A much debated aspect of SC replication is the diverse fate of the two daughter cells that result from each division. In principle, such divisions are considered to be symmetric if the two daughter cells are identical to each other, retaining SC properties, or become committed cells. Divisions are considered to be asymmetric if one daughter cell retains the SC properties of the parent, while the other cell commits to a more differentiated stage . We generalized the different types of SC division into one by assuming independence between the two daughter cell formation. This generalization simplifies our model without compromising its quality, since it allows to examine the forces affecting SC decision to yield either a SC offspring or a DC offspring. A model to evaluate the impact of symmetric and asymmetric SC replication on the expansion of mutant SCs has been recently provided by .

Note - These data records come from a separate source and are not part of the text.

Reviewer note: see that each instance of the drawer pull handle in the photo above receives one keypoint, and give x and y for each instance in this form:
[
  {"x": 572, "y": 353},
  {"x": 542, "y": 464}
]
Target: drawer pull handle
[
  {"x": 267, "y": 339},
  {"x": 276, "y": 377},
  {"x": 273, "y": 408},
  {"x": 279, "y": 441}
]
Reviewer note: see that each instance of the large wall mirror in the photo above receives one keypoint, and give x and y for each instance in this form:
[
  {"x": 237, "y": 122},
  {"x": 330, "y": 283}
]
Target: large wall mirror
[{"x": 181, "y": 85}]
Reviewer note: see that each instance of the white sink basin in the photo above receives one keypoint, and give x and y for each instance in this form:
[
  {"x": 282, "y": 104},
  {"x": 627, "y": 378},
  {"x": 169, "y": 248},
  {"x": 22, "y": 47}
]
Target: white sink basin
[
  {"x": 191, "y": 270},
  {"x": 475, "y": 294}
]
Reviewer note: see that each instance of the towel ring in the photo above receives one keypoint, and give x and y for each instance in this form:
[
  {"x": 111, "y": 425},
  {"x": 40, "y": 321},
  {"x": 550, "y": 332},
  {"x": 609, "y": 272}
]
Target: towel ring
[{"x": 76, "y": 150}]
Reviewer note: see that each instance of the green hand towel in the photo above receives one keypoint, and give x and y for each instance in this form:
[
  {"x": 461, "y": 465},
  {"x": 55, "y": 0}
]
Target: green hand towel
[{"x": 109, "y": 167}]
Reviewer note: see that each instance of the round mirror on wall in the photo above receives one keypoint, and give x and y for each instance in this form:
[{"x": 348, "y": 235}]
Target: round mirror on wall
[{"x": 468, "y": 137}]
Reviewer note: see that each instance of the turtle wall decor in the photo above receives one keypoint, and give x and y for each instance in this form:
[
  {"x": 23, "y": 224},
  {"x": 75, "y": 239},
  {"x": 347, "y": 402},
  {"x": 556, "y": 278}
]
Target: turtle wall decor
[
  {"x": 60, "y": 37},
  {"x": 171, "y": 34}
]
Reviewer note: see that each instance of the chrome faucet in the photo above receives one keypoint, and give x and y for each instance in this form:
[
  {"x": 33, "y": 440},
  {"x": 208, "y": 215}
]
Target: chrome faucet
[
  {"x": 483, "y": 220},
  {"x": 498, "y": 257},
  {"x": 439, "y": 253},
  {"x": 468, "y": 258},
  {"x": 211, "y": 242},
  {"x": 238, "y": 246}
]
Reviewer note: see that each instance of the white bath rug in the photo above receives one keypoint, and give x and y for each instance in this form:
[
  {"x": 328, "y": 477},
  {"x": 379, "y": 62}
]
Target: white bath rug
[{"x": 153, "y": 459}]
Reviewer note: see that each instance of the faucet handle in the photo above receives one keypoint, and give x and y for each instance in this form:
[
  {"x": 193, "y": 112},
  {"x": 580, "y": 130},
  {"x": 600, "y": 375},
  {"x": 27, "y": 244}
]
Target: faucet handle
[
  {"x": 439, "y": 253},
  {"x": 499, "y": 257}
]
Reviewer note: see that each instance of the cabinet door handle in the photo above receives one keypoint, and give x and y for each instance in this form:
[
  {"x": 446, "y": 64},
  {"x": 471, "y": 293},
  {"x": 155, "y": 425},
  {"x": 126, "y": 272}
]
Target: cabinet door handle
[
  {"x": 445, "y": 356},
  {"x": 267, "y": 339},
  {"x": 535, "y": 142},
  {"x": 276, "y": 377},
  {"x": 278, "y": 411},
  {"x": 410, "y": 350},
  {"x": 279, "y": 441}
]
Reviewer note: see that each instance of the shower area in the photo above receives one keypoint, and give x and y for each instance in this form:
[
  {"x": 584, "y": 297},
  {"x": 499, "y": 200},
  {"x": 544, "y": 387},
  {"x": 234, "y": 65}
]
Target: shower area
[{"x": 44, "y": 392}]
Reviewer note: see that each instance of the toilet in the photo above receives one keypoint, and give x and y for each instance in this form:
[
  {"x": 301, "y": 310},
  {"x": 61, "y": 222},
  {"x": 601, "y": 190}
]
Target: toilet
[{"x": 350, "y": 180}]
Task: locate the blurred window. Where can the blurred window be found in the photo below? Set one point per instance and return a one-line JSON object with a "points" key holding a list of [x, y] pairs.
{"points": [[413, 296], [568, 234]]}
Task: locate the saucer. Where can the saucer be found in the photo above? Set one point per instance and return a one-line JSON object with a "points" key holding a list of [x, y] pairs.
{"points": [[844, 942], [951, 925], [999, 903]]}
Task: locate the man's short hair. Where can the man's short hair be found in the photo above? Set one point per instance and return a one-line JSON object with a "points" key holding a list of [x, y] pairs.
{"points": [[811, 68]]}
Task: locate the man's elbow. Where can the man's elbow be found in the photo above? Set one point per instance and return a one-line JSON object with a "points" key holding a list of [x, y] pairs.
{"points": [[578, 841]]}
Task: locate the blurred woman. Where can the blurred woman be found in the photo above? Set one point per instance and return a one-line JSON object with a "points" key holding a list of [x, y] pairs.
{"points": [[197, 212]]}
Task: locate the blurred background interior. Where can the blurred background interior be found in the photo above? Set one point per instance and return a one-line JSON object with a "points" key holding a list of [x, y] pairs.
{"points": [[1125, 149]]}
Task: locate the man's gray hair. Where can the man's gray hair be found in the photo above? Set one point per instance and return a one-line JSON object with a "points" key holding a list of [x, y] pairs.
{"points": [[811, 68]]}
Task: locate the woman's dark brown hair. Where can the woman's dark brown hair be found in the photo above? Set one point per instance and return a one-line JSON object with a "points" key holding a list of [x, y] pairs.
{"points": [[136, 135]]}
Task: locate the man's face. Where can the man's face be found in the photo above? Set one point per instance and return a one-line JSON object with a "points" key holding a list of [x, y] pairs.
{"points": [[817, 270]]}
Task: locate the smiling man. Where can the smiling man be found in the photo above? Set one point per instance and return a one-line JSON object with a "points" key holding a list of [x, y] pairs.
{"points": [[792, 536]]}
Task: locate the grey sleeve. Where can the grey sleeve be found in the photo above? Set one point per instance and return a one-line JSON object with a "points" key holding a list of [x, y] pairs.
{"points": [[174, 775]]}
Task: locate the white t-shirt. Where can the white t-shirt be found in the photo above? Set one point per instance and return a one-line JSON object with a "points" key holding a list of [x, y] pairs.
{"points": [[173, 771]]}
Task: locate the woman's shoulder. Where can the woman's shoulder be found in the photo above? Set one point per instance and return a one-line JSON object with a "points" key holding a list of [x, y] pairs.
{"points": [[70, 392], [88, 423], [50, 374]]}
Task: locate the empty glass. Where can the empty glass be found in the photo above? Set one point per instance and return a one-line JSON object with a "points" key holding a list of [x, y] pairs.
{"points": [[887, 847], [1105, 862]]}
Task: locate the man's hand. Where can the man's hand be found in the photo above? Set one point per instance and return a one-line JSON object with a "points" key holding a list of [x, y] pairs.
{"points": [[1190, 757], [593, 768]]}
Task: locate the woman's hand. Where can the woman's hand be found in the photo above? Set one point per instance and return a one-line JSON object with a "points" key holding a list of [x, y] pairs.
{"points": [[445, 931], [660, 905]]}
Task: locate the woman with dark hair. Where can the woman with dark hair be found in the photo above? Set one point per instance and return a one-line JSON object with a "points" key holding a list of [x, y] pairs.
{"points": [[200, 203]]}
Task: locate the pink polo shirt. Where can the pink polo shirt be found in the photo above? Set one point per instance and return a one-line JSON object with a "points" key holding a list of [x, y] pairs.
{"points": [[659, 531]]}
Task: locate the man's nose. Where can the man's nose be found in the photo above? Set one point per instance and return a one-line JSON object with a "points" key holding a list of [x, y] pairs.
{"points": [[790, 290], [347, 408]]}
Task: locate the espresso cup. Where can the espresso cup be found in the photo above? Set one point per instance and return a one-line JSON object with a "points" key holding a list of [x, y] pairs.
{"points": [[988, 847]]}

The choice between self-renewal and the initiation of differentiation has been suggested to be controlled by specific anatomic structures, termed stem cell niche . This niche is mainly composed of the extracellular matrix adhesion molecules, local cell populations and the secreted and cell-surface-bound molecules that these cells generate. In contrast to this theory, the QS theory argues that SC fate regulation does not require an externally imposed structure, but, rather, results from spontaneous organization of SCs, and the inter-cell communication in their immediate micro-environment. Nevertheless, it is plausible that micro-environmental maintenance of appropriate signal intensity, e.g., by other selected molecules, or by other factors, such as oxygen tension , is enabled by specialized niche structures. Further support for the existence of QS in human tissues should encourage the search for the specific molecules that regulate SC replication via this mechanism. Possible candidates are cytokines or cytokine-like molecules, small molecules which diffuse through gap-junction, or small regulatory RNA molecules that are known to be linked to cancer cell proliferation [5, 33, 34]. Interestingly, the latter molecules were found to be essential regulators of the QS mechanism of several bacteria species . The identification of the QS molecules may prove valuable for the manipulation of cancer SCs. These could be therapeutically applied to the tumor micro-environment as decoy SC neighbors, artificially driving cancer SCs to differentiation. This idea underlined our search for the QS molecule(s) in breast cancer SCs (BCSCs) . In this work a mathematical model for the major signaling pathways governing mammary BCSC fate-decision was developed. The model suggested that the Wnt pathway inhibitor, Dickhopf1 (Dkk1), was the QS molecule in breast cancer, and that high levels of this protein will drive BCSCs into differentiation, leading to tumor elimination. To verify model's predictions, Dkk1's effects on BCSCs were measured, showing that treatment by high Dkk1 concentrations, significantly decreases BCSC counts, both in BC cell line and in cells from primary tumor of a BC patient. We postulated that Dkk1 is a QS molecule governing SC fate decision in breast cancer.
Our results further show that replication infidelity, leading to mutations that alter cell kinetic parameters, may also affect the QS activity. From Table 1 we learn that shorter life span of DCs, e.g., due to large local death rates, provides a relative advantage to SC proliferation. This implies that drugs that are targeted at DCs, such as those attached to monoclonal antibodies that bind surface molecules expressed on DCs only, will be less effective than anti-proliferative agents. It seems plausible that, in some cases, such drugs may even aggravate cancer SC proliferation, rather than alleviate it. However, appropriately sequenced combinations of these drugs with anti-proliferatives should be tested as well.